A century ago Sunday, President Calvin Coolidge signed the Immigration Act of 1924, which set strict limits on admitting newcomers to the U.S. As a consequence, between the 1920s and 1970, the share of foreign-born persons fell from about 13% of the population to 5%. Since then immigration has rebounded as a consequence of post-1965 liberalizing legislation and increased illegal immigration arising from falling transportation and information costs and increasingly lax border enforcement.

Throughout history, whenever newcomers exceeded 10% of the population, political agitation has arisen to constrain immigrant inflows. In 1924 people were worried about the threats of communism after the Russian Revolution and crime as a result of an immigrant-led Boston police strike, including highly publicized murders committed by Nicola Sacco and Bartolomeo Vanzetti. Congress passed the Immigration Act in a relatively noncontroversial bipartisan effort. Coolidge signed it despite reservations about the law’s restriction of Japanese migrants. The new law reduced total inflows and curtailed immigration viewed particularly undesirable from Southern and Eastern Europe and Asia.

Two lessons come from the 1924 legislation.

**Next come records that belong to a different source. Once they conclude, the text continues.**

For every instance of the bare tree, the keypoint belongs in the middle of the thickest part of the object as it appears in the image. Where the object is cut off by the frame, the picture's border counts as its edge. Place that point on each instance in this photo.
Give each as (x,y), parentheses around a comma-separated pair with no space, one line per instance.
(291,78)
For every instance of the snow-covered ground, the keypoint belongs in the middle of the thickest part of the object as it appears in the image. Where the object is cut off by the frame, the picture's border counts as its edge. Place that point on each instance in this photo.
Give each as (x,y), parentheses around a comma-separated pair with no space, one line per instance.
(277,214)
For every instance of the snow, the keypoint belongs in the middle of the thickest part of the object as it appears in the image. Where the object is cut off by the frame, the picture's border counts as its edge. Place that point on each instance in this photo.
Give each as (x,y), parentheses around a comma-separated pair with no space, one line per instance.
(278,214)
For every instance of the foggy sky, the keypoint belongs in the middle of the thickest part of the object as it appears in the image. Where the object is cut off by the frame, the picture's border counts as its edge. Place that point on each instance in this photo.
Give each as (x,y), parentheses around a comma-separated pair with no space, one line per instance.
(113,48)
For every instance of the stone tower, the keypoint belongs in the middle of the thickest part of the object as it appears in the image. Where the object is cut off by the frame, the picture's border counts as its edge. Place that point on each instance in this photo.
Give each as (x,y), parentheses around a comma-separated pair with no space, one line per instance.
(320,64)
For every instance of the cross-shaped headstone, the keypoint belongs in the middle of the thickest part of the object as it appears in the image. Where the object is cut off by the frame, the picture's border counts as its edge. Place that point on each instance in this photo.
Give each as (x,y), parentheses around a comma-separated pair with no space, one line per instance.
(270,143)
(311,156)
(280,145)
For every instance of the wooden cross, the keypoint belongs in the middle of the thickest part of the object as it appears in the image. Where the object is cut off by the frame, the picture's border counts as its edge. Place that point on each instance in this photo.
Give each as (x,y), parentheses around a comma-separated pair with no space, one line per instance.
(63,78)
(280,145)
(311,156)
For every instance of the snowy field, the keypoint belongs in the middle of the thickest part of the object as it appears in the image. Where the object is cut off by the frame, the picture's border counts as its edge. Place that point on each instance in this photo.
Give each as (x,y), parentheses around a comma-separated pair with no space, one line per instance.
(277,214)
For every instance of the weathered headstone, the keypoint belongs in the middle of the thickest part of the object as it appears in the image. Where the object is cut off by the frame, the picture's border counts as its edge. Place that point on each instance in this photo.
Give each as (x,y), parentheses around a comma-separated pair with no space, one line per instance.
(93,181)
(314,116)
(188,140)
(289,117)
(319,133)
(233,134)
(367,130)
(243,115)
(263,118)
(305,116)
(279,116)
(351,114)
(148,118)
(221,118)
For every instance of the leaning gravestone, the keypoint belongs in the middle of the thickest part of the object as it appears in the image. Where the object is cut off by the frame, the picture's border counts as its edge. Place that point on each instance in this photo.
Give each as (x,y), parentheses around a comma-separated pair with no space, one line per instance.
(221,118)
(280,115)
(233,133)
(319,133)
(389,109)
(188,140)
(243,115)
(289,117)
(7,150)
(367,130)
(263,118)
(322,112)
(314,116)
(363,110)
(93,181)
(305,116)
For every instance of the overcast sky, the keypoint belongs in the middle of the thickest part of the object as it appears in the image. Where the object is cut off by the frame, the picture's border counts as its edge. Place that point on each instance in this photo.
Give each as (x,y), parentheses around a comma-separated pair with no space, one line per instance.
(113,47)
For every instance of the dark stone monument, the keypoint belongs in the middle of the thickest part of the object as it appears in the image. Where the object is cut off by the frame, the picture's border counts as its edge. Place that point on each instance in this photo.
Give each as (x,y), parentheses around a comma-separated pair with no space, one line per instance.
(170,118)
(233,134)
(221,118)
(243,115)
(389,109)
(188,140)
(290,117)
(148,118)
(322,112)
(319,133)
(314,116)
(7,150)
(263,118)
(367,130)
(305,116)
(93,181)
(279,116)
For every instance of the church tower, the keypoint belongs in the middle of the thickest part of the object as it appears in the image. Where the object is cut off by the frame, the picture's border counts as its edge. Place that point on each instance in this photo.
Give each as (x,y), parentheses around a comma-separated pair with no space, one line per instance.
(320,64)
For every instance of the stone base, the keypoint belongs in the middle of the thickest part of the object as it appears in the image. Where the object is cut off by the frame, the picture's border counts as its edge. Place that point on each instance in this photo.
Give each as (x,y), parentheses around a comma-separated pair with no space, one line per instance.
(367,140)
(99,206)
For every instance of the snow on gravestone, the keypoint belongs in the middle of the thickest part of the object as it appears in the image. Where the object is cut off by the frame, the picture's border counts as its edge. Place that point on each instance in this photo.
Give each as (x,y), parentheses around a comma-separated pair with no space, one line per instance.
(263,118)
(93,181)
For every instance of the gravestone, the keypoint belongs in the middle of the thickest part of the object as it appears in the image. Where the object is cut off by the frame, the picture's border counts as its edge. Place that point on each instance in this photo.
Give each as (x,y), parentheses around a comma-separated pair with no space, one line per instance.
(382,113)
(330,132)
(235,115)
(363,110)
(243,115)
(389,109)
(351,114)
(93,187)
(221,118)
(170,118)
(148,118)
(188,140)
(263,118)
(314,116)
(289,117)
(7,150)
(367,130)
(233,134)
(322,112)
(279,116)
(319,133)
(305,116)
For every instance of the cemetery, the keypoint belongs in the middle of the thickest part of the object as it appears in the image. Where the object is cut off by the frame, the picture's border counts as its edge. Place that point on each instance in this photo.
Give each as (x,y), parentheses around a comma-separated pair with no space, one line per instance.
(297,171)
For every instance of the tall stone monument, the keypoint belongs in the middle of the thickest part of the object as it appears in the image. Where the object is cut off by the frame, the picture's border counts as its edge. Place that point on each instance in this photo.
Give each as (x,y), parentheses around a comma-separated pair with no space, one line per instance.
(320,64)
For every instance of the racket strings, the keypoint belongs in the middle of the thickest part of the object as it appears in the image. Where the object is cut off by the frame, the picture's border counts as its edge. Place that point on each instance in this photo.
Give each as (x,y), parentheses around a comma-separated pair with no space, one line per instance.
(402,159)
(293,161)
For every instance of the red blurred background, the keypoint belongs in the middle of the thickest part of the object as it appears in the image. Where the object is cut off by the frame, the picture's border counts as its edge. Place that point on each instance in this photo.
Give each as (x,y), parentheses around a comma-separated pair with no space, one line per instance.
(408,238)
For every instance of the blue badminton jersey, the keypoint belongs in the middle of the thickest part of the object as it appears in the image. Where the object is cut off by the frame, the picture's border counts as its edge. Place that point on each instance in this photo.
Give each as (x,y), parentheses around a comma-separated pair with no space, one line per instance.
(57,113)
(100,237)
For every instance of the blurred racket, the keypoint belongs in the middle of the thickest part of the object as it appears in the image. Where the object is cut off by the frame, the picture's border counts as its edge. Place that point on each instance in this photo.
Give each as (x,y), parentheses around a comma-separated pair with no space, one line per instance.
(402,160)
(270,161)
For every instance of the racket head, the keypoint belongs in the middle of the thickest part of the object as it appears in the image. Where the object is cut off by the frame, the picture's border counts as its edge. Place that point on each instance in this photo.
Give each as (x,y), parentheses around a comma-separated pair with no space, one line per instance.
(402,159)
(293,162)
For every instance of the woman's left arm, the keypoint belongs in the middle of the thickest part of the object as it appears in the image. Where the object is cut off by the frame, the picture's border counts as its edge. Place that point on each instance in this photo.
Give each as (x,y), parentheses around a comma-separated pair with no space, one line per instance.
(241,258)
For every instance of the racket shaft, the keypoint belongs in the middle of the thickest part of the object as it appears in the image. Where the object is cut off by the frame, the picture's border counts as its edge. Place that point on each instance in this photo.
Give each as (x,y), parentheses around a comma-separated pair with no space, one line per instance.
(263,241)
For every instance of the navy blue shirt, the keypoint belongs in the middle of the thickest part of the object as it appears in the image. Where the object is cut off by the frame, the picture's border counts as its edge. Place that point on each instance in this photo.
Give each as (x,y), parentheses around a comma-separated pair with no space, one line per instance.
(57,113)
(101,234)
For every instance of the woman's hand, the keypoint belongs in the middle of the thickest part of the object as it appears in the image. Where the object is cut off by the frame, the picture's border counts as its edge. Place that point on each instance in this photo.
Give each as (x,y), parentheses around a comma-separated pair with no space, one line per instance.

First, while America is a nation of immigrants that generally welcomes newcomers, there are limits to the number of migrants Americans will tolerate. Second, how immigration is limited matters: Whom do you choose to admit—or exclude?

Newcomers tend to be prodigious savers and highly entrepreneurial. With U.S. population growth stagnating and the ratio of workers to dependents (increasingly retired Americans) expected to shrink, immigration is a welcome way to counter the birth dearth.

One way to modernize our immigration laws would be to allow market forces to decide who should become new citizens. Consider America like a club, with initiation fees required for admission. Instead of choosing immigrants based on where they are from, admit them based on likely contributions to America.

An example: Sell 8,000 visas to the highest bidders for 250 days a year. Suppose the average price is $30,000. Of the $60 billion in annual visa revenue, devote one-third to more-intense border enforcement, one-third to income-tax reduction (an “immigration bonus” to taxpayers), and one-third to increasing the anemic defense budget. Or apply the money to debt reduction, helping delay the fiscal armageddon threatening the pensions and healthcare of elderly Americans.

Those buying visas could get access to huge labor and capital markets. Productive potential newcomers would avoid years of waiting to enter the country, and America would gain largely productive citizens.